Hoke has a defensive background, and served as both the head coach and defensive line coach at San Diego State.
“I think that shows his passion for defense,” said Grant Bowman, who played for Hoke for three years and served as Michigan’s co-captain during the 2003 season.
“I think he will get the ship righted right away.”
Bowman, who recently graduated from Columbia Business School, echoed the sentiment expressed by a lot of former players that Hoke was a players’ coach who had a lot of fun with the Wolverines, but only if they were meeting the expectations of the position.
“I don’t think you’re going to find anybody who played for him or was recruited by him that didn’t love him,” he said. “I’m not sure there’s any other coach I’ve been around before or since that brings the level of intensity and passion that he brings.”
As much as they respect what he brings on the field, it’s the attributes they took away off the field that many remember.
“He’s a really good coach, but he’s an even better person,” said defensive lineman Alex Ofili, who played for Hoke in 2001 and 2002 and is now an assistant principal at Ypsilanti High School.
“You respect him because he’s so knowledgeable, but at the same time, you just want to be around him because he’s funny and just a great person to be around. He’s one of those people that you see as an uncle or a father figure.”

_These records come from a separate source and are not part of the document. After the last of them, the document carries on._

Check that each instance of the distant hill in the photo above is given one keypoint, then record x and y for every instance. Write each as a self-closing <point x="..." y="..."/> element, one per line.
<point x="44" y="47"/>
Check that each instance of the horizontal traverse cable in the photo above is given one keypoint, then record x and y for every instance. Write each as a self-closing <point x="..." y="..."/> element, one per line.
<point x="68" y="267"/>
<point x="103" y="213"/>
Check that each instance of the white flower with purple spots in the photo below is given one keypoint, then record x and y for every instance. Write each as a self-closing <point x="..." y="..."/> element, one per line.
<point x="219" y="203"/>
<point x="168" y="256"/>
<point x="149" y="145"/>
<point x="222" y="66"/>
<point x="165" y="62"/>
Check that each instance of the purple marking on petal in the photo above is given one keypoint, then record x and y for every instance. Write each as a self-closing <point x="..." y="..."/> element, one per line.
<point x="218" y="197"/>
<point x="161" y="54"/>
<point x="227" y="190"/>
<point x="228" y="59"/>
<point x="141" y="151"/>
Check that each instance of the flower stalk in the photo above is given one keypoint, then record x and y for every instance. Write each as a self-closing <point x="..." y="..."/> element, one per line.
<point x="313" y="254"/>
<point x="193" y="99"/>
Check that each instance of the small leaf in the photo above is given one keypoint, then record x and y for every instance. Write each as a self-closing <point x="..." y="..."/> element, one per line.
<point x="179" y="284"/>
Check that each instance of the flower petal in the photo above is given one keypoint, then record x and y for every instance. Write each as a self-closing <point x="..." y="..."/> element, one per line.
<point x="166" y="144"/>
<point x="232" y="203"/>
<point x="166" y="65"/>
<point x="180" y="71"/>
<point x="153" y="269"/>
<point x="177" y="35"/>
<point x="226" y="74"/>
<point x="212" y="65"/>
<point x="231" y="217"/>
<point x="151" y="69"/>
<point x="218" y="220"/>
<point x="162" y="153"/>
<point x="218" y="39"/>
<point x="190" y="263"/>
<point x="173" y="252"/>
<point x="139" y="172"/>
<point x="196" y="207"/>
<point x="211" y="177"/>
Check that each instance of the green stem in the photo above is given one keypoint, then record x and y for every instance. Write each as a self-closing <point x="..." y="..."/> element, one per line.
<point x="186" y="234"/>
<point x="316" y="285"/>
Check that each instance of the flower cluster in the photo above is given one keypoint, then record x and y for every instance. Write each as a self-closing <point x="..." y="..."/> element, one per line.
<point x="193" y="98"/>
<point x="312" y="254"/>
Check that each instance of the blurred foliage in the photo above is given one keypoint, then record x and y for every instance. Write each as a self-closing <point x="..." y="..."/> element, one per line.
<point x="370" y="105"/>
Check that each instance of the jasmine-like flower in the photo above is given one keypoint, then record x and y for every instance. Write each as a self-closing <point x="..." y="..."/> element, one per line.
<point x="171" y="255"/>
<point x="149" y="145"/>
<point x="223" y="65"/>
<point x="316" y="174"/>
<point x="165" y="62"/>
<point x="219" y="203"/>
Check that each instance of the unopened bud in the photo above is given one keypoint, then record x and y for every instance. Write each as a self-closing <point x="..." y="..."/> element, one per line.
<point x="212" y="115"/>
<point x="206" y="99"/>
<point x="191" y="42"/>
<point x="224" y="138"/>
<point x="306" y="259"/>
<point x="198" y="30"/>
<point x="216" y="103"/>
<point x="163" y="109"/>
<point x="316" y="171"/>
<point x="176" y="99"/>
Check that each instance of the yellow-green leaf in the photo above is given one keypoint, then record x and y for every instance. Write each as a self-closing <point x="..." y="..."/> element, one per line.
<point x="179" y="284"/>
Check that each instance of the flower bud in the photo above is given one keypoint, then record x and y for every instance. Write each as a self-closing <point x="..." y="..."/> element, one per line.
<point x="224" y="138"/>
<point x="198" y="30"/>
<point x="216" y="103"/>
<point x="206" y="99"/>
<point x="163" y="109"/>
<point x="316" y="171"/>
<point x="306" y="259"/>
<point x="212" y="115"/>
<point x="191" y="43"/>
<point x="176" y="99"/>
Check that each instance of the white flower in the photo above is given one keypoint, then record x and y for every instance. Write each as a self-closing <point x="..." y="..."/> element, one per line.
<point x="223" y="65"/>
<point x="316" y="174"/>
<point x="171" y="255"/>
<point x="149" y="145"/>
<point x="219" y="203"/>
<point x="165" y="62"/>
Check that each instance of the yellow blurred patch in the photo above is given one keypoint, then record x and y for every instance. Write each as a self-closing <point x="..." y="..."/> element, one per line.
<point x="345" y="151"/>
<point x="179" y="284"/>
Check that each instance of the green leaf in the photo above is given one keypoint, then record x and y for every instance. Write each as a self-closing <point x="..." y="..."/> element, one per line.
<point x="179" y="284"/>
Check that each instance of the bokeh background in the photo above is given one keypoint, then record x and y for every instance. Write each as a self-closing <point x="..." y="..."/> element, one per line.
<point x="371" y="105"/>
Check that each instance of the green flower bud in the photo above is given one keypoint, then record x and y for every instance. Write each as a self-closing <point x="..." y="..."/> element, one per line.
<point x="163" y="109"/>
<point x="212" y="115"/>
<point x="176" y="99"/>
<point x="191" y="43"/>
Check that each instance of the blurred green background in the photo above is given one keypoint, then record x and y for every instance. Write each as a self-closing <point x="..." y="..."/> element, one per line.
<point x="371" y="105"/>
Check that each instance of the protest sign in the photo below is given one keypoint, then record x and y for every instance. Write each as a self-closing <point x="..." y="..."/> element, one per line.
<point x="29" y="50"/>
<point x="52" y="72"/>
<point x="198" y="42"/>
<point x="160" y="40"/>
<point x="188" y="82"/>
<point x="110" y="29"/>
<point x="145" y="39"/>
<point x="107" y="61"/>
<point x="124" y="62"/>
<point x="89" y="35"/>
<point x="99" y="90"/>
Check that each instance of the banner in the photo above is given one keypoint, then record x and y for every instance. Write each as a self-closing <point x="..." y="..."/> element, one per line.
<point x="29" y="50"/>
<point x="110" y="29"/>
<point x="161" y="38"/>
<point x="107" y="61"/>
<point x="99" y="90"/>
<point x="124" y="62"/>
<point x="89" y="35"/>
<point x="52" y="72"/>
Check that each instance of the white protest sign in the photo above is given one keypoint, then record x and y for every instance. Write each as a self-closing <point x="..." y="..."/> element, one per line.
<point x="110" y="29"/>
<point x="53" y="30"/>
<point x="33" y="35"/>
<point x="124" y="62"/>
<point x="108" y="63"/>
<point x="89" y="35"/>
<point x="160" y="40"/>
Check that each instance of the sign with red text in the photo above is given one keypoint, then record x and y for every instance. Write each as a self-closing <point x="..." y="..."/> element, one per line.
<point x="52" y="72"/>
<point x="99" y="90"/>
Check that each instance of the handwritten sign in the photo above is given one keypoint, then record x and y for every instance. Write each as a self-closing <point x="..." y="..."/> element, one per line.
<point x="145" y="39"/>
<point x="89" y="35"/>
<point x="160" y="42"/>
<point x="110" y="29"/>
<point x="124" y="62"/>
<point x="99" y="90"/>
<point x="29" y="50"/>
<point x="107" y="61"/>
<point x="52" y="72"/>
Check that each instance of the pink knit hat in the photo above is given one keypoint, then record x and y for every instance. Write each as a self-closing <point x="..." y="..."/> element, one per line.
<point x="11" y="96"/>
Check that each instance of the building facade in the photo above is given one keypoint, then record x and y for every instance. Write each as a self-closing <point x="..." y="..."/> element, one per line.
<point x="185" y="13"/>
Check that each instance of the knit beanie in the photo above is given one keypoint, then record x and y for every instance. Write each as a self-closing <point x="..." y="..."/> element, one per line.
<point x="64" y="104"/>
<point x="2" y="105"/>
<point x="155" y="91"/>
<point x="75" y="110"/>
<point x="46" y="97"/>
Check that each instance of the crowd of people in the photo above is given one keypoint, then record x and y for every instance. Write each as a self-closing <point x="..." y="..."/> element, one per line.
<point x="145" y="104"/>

That’s how Norman Heuer saw Hoke. Now a police officer in Phoenix, the Peoria, Ariz., native had to move far from home to attend Michigan from 1998 to 2002.
But he thought Hoke’s candid nature was refreshing. “When you’re getting recruited, everybody was trying to tell you how great you are,” Heuer said. “He was the only one that was really honest and told me I could be a great player if I did the right things. He didn’t try to BS me.”
When Heuer's grandfather, who raised him, died, Hoke helped him through the grieving process.
“He was almost like a father figure to me,” Heuer said. “He’s a huge part of why I went there, especially being so far from home. I knew I was going to have a person I could always turn to and go to no matter what, because I was so far from home.”
Now Hoke is coming home.
“I’m happy for him and his family, and I know they’re happy to be coming back now,” Orr said. “They’re pretty excited about it. I can’t wait to get back up there and say hi.”